Expert Level Cleaning Services
SERVPRO of Osceola County professionals are uniquely prepared during this unprecedented time to clean and disinfect your home or business according to the protocols set forth by the CDC. We have years of experience in dealing with biological contaminants, and we will go beyond the scope of work that regular janitorial staff perform on a daily basis.
The CDC encourages cleaning of high-touch surfaces such as counters, tabletops, doorknobs, light switches, bathroom fixtures, toilets, phones, keyboards, tablets and tables. Other spaces mentioned in the CDC’s guidance for commercial spaces include:
- Kitchen/Food Areas
- Retail Spaces
- Water Fountains
- Sales Counters
- Carpets and Rugs
- Stair Handrails
- Elevator Cars
- Playground Equipment
- Fitness Equipment
Need Specialized Cleaning Services?
Call Us Today 407-933-0707
The CDC recommends usage of a labeled hospital-grade disinfectant with claims against similar pathogens to the coronavirus. Multiple products in the SERVPRO product line carry the EPA-approved emerging pathogens claims. While there is currently no product tested against this particular strain of the coronavirus, we are following all guidelines as provided by the CDC and local authorities.
Commonsense precautions to help control spread of the flu virus
Flu season is here, and it’s often marked by the offers of free flu shots in neighborhood pharmacies and stores across the country. SERVPRO cleaning pros—experts in cleaning and sanitizing building materials, surfaces, and contents after fire, water, or natural disasters—remind home and business owners how important it is to step-up routine cleaning efforts during this time of year. According to the Centers for Disease Control (CDC), the flu virus can remain viable on surfaces for up to 48 hours. Cleaning surfaces and objects that are frequently touched minimizes the likelihood of contacting the flu virus when you touch an infected surface.
According to the CDC, nearly 15 percent of the U.S. population suffered from the flu in 2018. More than 950,000 people were hospitalized and almost 80,000 people died from flu complications, making 2018 the most severe flu season since 2009.

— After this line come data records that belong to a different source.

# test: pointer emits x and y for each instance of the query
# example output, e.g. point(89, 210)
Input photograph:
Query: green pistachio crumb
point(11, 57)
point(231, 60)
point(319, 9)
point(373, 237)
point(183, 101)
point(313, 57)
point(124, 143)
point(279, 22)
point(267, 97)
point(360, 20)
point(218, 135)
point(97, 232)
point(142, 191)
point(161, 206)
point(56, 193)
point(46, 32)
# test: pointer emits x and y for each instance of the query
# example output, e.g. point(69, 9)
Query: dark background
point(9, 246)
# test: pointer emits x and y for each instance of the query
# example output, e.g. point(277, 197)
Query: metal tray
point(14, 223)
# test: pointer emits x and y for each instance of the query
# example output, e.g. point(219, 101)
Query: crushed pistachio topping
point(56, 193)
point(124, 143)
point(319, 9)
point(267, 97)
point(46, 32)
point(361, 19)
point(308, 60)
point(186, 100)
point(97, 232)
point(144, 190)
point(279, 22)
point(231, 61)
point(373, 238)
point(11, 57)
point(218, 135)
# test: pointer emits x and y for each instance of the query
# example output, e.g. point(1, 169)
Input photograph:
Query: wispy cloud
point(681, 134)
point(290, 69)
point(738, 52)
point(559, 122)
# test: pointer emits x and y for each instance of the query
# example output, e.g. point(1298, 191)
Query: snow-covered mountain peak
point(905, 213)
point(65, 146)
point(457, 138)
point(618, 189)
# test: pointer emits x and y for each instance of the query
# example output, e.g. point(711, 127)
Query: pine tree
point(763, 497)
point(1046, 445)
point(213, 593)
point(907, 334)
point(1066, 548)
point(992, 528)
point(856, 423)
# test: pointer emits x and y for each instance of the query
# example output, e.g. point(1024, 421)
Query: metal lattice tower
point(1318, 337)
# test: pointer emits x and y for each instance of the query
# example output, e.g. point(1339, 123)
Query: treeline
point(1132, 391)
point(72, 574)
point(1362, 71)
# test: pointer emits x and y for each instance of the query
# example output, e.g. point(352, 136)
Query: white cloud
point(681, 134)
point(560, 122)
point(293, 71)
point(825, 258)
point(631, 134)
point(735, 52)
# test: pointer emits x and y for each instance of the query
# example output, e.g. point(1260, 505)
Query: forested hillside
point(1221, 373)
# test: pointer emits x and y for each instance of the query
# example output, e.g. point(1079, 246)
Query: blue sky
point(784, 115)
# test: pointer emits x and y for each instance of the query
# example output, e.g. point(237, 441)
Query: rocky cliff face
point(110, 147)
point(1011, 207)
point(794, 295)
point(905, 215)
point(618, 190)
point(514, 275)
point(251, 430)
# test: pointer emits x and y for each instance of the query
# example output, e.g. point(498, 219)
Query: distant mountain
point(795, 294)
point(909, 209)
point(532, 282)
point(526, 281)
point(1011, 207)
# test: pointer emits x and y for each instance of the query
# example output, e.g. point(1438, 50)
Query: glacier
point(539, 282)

“As an emergency response company, we understand the hidden danger of contaminated surfaces in a workplace or home,” said Rick Isaacson, CEO of SERVPRO Industries, LLC. “This time of year, the flu virus can be a ‘hidden danger’ at home, at work, and in the community. It is a serious illness, and we want everyone to take it seriously.”
The CDC recommends the following to help protect yourself or your loved ones from contracting the flu.
- Get vaccinated. The CDC recommends a yearly flu vaccination as the first and most important protection against this serious virus.
- Thoroughly wash your hands (20 seconds or more with soap and water) or sanitize them frequently throughout the day, even if you are not infected, to help protect yourself and others.
- Beware of frequently touched surfaces, like handrails and doorknobs. Keep them clean at home using a bleach and water solution and clean your hands as soon as possible if you must touch them in public.
If you or a family member comes down with the flu despite these precautions, keep in mind the flu spreads primarily through droplets from a sick person when they cough, sneeze, or talk. With that in mind, the CDC offers the following guidelines to help control the spread of the disease:
- Stay home and keep your distance. Infected droplets from a sick person’s nose or mouth can travel up to six feet and land in the noses and mouths of people nearby, exposing them to the illness.
- Wait until you are fever free – without medications – for at least 24 hours before returning to school, work, or normal activities.
- Cover your nose and mouth with a tissue, your sleeve, or your elbow when you cough or sneeze. Dispose of the tissue and clean your hands with soap or a sanitizer with 60 percent alcohol.
There is no such thing as a foolproof flu protection plan, says Isaacson, but frequent hand-washing and conscientious cleaning practices at home, work, and in the community are precautions everyone can practice to help keep them and their loved ones healthy. For more flu statistics and tips on how to help prevent the spread of the flu virus, please visit https://www.cdc.gov/flu.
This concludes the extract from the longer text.